Thanks very much !!!


----------



## sararose (Mar 11, 2011)

Please, please give us the link to these patterns. They are beautiful!!! I have knitted quite a few but none as nice as these.
Thanks 
Sararose


----------



## blinkette (Feb 1, 2011)

Would like the pattern for the mary jane booties. I looked and looked and haven't had much luck in finding a good pattern.
Please share and thanks in advance
[email protected]


----------



## Superdot2007 (May 19, 2011)

sararose said:


> Please, please give us the link to these patterns. They are beautiful!!! I have knitted quite a few but none as nice as these.
> Thanks
> Sararose


Hi Sararose

I'm not sure why people are not seeing the info I put on here .... here's what I posted this morning:

The basic Mary Jane pattern that other lovely Knitting Paradisians have been talking about is available on quite a few sites on the internet.

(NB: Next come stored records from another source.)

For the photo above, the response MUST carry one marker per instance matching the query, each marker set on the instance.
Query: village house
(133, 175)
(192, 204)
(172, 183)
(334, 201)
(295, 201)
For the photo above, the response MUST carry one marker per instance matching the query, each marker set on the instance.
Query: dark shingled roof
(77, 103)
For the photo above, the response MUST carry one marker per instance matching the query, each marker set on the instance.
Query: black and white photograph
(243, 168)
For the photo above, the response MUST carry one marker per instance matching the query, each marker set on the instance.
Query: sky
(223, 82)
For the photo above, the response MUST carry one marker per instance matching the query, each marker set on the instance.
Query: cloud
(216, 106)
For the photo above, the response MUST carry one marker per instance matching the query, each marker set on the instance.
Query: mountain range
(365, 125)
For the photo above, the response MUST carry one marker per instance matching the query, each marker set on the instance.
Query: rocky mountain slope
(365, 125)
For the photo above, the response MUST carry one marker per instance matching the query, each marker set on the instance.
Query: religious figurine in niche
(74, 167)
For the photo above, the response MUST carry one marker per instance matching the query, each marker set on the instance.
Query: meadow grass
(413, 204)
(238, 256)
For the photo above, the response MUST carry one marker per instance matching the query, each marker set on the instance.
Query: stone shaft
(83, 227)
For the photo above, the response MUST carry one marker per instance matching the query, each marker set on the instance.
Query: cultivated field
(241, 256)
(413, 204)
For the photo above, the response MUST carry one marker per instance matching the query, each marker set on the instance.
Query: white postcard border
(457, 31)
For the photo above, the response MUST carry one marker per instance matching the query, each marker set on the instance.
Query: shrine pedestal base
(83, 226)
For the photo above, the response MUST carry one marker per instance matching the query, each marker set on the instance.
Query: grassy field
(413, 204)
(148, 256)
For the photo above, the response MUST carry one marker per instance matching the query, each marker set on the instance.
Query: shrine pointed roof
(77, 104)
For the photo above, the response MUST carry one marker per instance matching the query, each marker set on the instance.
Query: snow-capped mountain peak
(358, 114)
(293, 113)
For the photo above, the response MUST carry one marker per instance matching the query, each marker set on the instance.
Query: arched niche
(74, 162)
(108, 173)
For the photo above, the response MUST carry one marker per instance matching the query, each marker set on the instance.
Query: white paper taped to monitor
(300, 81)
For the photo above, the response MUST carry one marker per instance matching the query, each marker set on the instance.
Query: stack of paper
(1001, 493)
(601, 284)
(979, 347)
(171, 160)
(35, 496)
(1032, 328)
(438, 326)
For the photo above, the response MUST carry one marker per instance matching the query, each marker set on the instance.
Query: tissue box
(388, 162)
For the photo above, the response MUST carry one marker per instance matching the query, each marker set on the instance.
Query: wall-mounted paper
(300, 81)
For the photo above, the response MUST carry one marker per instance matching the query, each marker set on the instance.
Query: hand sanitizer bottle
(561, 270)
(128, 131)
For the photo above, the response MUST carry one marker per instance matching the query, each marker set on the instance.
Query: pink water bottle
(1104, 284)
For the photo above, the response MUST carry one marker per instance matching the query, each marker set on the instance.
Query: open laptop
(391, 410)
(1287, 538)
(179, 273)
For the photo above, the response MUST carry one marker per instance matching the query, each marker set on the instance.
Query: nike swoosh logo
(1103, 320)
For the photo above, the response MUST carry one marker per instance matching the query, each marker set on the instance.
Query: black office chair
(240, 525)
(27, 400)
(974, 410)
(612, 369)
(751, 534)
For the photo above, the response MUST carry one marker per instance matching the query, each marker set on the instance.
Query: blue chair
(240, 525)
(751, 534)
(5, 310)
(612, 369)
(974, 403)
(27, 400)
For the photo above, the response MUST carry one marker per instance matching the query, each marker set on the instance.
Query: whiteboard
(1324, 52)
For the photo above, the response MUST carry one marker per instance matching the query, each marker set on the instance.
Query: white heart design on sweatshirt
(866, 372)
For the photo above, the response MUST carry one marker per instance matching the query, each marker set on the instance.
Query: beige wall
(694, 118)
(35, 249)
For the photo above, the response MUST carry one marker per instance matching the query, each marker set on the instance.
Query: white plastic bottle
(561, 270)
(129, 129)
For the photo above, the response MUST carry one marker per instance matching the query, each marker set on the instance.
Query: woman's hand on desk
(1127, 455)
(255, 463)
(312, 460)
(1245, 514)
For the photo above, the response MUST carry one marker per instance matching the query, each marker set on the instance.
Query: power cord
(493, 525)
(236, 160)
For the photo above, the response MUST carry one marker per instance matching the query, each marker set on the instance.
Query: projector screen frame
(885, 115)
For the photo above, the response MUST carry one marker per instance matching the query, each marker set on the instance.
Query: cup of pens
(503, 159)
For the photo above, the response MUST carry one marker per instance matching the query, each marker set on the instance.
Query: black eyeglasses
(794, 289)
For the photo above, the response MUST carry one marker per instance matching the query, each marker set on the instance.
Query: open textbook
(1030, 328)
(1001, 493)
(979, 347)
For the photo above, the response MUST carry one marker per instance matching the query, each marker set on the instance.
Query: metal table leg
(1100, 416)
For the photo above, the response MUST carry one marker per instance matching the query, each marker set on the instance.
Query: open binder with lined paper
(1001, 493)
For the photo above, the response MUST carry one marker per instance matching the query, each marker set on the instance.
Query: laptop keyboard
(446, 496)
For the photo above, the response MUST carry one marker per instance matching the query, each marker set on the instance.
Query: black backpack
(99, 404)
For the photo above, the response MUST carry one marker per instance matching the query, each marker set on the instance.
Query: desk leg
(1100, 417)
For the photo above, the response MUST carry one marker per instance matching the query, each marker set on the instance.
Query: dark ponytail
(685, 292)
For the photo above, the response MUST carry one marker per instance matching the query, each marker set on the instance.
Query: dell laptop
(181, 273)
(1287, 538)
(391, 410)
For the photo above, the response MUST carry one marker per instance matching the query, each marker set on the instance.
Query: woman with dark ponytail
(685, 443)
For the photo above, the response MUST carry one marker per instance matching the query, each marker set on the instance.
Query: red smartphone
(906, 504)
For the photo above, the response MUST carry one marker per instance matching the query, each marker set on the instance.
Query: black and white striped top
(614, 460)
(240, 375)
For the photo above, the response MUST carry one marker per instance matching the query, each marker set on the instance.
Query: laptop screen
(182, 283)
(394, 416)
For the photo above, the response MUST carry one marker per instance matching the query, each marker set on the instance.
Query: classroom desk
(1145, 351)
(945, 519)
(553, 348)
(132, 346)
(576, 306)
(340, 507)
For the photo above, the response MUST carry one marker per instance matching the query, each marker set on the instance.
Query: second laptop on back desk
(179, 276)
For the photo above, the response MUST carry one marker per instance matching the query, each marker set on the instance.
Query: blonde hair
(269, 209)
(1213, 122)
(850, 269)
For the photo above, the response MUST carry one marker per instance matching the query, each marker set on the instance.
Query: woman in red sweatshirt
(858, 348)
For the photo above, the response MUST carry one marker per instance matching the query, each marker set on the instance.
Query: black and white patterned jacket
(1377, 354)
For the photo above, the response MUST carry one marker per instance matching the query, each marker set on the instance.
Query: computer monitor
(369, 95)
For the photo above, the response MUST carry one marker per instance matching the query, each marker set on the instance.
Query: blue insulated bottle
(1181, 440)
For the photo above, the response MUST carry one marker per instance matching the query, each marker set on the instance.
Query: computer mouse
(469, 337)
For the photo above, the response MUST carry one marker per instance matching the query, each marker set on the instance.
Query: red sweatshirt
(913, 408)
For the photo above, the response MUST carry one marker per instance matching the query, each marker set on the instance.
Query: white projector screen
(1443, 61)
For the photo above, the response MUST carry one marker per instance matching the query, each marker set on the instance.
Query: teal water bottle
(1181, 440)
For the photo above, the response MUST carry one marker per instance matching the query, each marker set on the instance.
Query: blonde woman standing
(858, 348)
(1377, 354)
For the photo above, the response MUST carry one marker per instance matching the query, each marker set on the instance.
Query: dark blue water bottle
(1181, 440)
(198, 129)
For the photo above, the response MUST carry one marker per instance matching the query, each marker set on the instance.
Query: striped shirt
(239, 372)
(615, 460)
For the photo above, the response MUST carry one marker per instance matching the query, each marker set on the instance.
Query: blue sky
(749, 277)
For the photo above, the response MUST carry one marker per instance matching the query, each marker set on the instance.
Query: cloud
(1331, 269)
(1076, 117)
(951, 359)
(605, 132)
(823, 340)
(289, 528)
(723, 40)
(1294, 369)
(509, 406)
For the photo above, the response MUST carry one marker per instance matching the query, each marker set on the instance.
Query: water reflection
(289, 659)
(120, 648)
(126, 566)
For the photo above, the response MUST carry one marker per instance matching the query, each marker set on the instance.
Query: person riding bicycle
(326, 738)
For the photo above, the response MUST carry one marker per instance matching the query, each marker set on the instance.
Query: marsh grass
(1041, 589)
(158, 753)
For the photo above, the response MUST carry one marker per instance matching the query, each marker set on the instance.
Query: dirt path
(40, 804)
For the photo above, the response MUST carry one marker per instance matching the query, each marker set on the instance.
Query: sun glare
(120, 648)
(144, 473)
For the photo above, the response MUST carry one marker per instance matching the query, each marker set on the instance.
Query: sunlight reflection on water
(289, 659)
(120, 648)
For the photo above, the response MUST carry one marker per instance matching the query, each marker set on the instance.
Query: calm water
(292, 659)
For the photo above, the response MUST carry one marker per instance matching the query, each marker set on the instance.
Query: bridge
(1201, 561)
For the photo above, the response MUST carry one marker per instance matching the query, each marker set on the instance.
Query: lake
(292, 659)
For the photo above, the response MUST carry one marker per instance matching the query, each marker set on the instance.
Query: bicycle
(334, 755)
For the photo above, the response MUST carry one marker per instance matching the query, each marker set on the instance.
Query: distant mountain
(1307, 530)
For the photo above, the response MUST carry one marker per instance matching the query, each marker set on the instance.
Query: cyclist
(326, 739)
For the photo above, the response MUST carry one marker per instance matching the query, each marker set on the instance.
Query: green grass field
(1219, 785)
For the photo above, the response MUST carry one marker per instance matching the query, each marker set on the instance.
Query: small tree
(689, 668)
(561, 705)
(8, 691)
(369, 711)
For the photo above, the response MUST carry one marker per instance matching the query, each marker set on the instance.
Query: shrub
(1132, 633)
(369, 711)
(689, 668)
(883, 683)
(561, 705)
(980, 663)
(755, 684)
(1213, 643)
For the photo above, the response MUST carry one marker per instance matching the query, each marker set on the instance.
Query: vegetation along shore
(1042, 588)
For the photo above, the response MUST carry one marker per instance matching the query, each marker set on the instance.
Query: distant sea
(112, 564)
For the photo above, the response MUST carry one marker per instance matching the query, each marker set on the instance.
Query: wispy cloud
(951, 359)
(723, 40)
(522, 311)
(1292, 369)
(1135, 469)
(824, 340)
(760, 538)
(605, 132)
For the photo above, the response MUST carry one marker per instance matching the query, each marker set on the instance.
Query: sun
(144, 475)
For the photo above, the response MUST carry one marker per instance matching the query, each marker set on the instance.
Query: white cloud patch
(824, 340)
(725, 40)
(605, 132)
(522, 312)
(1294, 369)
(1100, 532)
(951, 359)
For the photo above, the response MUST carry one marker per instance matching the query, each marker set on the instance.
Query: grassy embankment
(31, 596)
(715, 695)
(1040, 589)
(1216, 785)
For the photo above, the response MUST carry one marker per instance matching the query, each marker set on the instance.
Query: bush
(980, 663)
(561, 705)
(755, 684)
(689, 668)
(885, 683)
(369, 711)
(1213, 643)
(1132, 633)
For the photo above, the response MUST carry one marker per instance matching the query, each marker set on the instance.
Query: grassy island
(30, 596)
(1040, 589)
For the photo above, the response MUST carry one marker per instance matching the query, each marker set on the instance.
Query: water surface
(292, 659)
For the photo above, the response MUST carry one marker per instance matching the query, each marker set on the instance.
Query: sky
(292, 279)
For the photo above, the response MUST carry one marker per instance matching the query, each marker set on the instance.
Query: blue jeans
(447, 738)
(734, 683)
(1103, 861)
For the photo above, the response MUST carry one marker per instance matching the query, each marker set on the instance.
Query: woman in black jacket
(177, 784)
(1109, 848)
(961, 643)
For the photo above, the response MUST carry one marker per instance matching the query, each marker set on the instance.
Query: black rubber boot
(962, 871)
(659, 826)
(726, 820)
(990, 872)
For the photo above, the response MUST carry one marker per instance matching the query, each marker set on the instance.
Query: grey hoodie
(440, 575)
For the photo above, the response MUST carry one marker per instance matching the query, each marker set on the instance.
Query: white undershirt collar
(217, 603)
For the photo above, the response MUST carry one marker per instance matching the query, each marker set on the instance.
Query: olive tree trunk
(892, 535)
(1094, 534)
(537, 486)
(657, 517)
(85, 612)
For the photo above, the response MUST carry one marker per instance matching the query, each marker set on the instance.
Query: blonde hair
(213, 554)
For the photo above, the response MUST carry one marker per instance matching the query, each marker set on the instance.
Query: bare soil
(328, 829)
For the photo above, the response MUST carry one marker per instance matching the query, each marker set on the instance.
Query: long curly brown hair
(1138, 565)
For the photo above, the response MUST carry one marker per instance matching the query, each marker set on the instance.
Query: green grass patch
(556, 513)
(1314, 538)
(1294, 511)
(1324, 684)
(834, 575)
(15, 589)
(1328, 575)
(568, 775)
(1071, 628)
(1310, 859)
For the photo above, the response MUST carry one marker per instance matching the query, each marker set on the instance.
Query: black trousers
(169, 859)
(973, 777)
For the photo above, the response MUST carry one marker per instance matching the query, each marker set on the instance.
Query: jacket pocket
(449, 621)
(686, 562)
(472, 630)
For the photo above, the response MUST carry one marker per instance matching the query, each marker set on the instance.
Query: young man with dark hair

Here is just one of those links: http://tlc.howstuffworks.com/home/free-baby-bootie-knitting-patterns2.htm

These are NOT the directions I used for mine, but they are similar. It really depends on how you want your MJ's to look, so it's best to knit this basic pattern and then play around with it till you get something you really like.

As for the Mint Green and White MJ's, I bought the pattern from Etsy, but again, I did not make mine EXACTLY to this pattern. The basic pattern is also available on Ravelry. Here are a couple of links:

(1) http://www.etsy.com/listing/74124806/knit-booties-caramel-candy-pdf-pattern

(2) http://www.ravelry.com/patterns/library/candy-caramel

Hope this will help keep you busy knitting!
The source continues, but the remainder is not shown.